Internal Market Bill is a full-throated assault on the withdrawal agreement – Govt must now prepare for the likelihood of a no deal Brexit
15 September 2020
Spokesperson on Foreign Affairs, Brexit, Northern Ireland and Justice
“The Internal Market Bill which passed 1st stage in the House of Commons is a full-throated assault on the withdrawal agreement that was signed off by Boris Johnson and his Government and the UK Parliament last year according to Labour Brexit Spokesperson Brendan Howlin T.D.
Deputy Howlin said:
“The current line from the Prime Minister that there was a misunderstanding about the contents of the withdrawal agreement specifically in relation to the issue of state aid and the need for customs declarations on goods coming into Northern Ireland is disingenuous. When he endorsed the deal, it was explicitly understood in order to preserve the uniqueness of Northern Ireland and the Good Friday Agreement that goods coming into Northern Ireland needed some sort of checks because they were effectively coming into the EU single market.
“This is a deliberate ploy by Boris Johnson to collapse the ongoing trade talks in the hope that the provocation from Britain is such that the EU will walk away. That is recklessness in the extreme and it does untold damage to the reputation of Britain as an honest broker and deal maker.
“However, it also has very serious economic implications for both the UK and Ireland. It is not enough for Ireland to wring its hands and condemn this madness. The Government must now prepare to deal with the fallout.
“We are very dependent on the UK land bridge to export our goods into mainland Europe. From the 1st of January next if we are forced to revert to WTO terms in the the absence of a trade deal or a very minimalist trade deal, it will have consequences for the checks on goods exiting Britain at continental ports. This could result in chaos and in particularly in the initial weeks. We have to build contingency now if the UK land bridge is severely limited.

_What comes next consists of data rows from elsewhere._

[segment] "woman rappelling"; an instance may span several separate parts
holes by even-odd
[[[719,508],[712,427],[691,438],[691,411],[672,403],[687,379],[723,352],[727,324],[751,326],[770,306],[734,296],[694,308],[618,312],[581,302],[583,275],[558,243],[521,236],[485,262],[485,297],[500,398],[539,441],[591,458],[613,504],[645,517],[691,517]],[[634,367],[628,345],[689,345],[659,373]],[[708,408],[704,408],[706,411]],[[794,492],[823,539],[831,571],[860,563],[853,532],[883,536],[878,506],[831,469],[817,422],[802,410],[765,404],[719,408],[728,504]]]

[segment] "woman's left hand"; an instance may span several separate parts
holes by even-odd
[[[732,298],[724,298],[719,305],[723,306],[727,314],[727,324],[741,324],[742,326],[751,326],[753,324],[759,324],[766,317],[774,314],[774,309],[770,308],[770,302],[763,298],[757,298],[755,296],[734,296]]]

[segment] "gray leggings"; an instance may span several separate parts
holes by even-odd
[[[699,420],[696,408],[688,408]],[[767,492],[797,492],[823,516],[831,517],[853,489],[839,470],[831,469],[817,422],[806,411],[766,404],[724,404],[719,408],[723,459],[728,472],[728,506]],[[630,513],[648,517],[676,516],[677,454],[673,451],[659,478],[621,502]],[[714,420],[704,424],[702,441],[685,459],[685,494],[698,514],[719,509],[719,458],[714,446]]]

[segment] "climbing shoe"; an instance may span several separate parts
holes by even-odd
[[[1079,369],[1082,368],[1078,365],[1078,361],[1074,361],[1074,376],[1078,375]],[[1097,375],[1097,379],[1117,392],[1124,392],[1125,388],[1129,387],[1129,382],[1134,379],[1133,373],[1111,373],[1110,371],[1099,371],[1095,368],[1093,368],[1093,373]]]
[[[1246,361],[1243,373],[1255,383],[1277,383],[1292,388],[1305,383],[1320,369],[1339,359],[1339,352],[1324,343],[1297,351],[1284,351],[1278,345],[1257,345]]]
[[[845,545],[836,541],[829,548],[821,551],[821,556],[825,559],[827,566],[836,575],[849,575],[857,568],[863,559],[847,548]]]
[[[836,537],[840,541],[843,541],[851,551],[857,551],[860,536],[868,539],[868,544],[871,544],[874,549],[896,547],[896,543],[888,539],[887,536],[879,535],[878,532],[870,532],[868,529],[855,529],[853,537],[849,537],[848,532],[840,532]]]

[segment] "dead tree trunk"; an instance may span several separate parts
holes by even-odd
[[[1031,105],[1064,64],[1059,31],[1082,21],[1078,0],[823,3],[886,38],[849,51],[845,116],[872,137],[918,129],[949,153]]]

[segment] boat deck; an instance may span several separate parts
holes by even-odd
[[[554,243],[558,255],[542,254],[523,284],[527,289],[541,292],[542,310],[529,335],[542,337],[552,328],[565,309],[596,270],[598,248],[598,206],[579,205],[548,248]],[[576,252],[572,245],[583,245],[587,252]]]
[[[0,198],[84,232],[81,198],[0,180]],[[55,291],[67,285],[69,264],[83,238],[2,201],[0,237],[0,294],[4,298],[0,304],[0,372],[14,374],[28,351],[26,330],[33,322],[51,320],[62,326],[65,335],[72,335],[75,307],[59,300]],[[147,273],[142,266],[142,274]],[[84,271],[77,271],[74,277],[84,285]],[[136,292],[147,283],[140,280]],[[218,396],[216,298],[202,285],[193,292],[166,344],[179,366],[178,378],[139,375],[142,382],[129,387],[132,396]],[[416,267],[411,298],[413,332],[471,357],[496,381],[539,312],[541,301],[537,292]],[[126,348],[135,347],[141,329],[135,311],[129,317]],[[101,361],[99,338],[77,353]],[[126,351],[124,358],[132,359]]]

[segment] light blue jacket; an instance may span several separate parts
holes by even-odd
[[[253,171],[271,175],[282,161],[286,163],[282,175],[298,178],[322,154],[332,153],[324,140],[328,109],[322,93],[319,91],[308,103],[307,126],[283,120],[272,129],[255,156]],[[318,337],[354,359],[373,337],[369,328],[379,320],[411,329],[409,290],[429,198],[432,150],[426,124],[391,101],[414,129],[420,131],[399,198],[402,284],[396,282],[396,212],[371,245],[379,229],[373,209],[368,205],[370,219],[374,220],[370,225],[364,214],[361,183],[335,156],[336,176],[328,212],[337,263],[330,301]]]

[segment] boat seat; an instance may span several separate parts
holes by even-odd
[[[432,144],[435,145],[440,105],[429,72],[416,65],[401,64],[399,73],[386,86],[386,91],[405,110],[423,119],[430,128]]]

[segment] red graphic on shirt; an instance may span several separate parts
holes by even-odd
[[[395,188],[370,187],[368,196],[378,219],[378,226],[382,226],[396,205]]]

“Within the Irish Strategic Investment Fund there is a specific connectivity fund and we should be using that now to immediately develop direct sea routes from the Island of Ireland to continental Europe. While infrastructure has been built at Dublin, Cork and Rosslare Europort capacity has not been built in the same manner. We need additonal providers and more vessels in order to develop new routes and the Government need to focus all their energy on developing that vital connectivity.